Measurement of IMPDH activity

We used a linear trapezoidal model to calculate manually the AEC_0–12h, including six points (0, 0.5, 1, 2, 6 and 12 h). A validated nonradioactive HPLC method by Glander et al. 29 was used to measure the IMPDH activity. The rate of xanthosine 5′‐monophosphate (XMP) production by IMPDH from peripheral blood mononuclear cells (PBMCs) was measured and was normalized to the measured intra‐cellular adenosine monophosphate (AMP). PBMCs were isolated with Ficoll‐Paque (Greiner Bio‐One, Alphen a/d Rijn, The Netherlands) according to the manufacturer's protocol.

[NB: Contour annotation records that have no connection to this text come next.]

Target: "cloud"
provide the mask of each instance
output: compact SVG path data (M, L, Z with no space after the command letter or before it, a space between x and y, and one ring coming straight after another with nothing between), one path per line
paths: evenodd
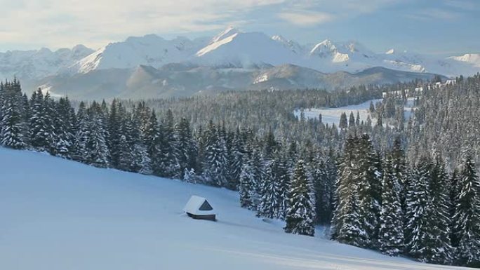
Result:
M312 26L333 20L334 16L324 12L283 12L279 18L298 26Z
M129 36L218 30L246 21L239 15L251 9L284 1L0 0L0 33L4 44L98 48Z

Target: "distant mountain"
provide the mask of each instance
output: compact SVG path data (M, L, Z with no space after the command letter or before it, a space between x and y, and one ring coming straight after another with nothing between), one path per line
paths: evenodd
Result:
M359 73L331 74L293 65L262 69L213 67L194 64L169 64L156 69L96 69L87 73L59 74L35 82L53 96L100 100L168 98L212 94L225 90L326 88L334 90L360 84L380 85L432 79L434 74L375 67ZM446 77L444 77L446 79Z
M393 48L378 53L354 41L302 45L279 35L228 27L212 38L193 40L154 34L129 37L96 51L83 46L55 52L9 51L0 53L0 79L16 76L32 89L41 86L82 98L185 96L262 88L335 89L425 79L431 74L470 75L480 71L479 55L444 58ZM368 74L372 70L375 72Z
M17 76L23 80L41 79L57 74L93 53L83 45L51 51L9 50L0 53L0 79Z
M69 67L73 73L88 73L95 69L133 68L139 65L161 67L187 60L206 44L206 39L173 40L149 34L129 37L124 42L112 43L80 60Z

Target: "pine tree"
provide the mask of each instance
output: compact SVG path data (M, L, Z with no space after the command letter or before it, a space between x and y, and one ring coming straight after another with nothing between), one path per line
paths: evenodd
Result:
M227 187L230 189L238 190L240 183L240 173L244 163L244 142L240 136L240 130L237 128L236 133L233 135L232 147L228 152L228 180Z
M315 198L303 160L297 163L289 195L285 231L313 236L315 234Z
M348 128L348 121L347 120L347 114L344 112L340 114L340 123L338 123L338 128L345 129Z
M378 234L380 250L390 256L396 256L404 248L404 214L400 201L399 180L395 172L392 154L385 158L382 182L380 228Z
M108 137L103 111L98 103L93 102L88 109L88 137L86 142L86 162L96 167L109 166L109 151L107 146Z
M356 160L355 147L357 143L358 138L356 137L349 136L345 141L343 155L338 166L338 177L335 182L333 200L335 211L331 222L331 237L333 239L342 241L346 243L351 243L348 240L349 237L340 234L340 230L342 228L356 227L355 224L349 224L348 222L355 220L351 219L350 216L355 216L356 218L359 217L358 191L354 177L358 172L358 164L355 163ZM352 200L354 202L351 202ZM355 212L352 211L355 211ZM344 229L342 234L346 231L347 231Z
M250 162L245 162L240 173L239 193L240 194L240 205L244 208L255 210L255 178L253 167Z
M161 176L166 177L181 177L180 165L177 161L177 142L172 111L167 111L165 119L160 127L162 133L161 151L160 153ZM179 175L180 174L180 175Z
M376 247L382 200L380 160L366 134L361 136L356 149L359 171L356 182L358 183L360 203L359 215L362 230L366 234L364 238L359 239L359 243L361 247Z
M280 156L277 159L278 165L274 171L274 178L279 182L279 217L285 220L286 211L288 208L288 198L290 198L291 177L288 169L288 161L284 156Z
M152 112L145 126L144 142L150 159L152 173L155 175L163 175L161 167L162 137L161 129L159 127L155 112Z
M429 184L431 177L432 162L424 156L413 172L412 180L407 187L406 202L407 225L405 231L406 252L420 261L427 261L428 250L425 249L434 236L429 235L429 215L432 205Z
M75 151L73 158L76 161L87 163L88 154L87 143L90 137L90 129L88 128L90 120L84 102L80 102L79 105L76 120L75 141L74 142Z
M452 247L450 239L450 217L448 210L450 200L447 174L443 161L437 156L432 164L429 192L431 194L432 209L429 215L429 231L432 236L425 258L427 262L449 264L452 262Z
M480 262L480 179L475 164L467 156L458 173L459 193L453 217L455 247L462 265Z

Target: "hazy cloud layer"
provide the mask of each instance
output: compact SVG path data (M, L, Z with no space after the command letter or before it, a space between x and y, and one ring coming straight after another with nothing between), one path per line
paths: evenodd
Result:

The aliquot was resuspended in 250 μl ice‐cold water and stored at −20°C after one washing step. To 50 μl mononuclear cells lysate 130 μl reaction buffer with IMP and β‐NAD⁺ was added to start the incubation of enzyme reaction. The reaction tubes were placed in a Thermomixer (Eppendorf Ltd, Cambridge, UK) and were incubated at 37°C and 1 × g for 2.5 h. The reaction was stopped by adding 20 μl ice‐cold perchloric acid (4 mol l⁻¹). After centrifugation, 10 μl of 5 mol l⁻¹ potassium carbonate was added to 170 μl supernatant to neutralize the solution. The supernatant was transferred into HPLC for the determination of AMP and of produced XMP. Enzyme activity was expressed as produced XMP (μmol) per time unit (s) per amount of AMP (mol). The precision of the IMPDH activity assay was 6.6–11.9% (quality control samples) and the precision for patient samples ranged from 0.6 to 3.4%.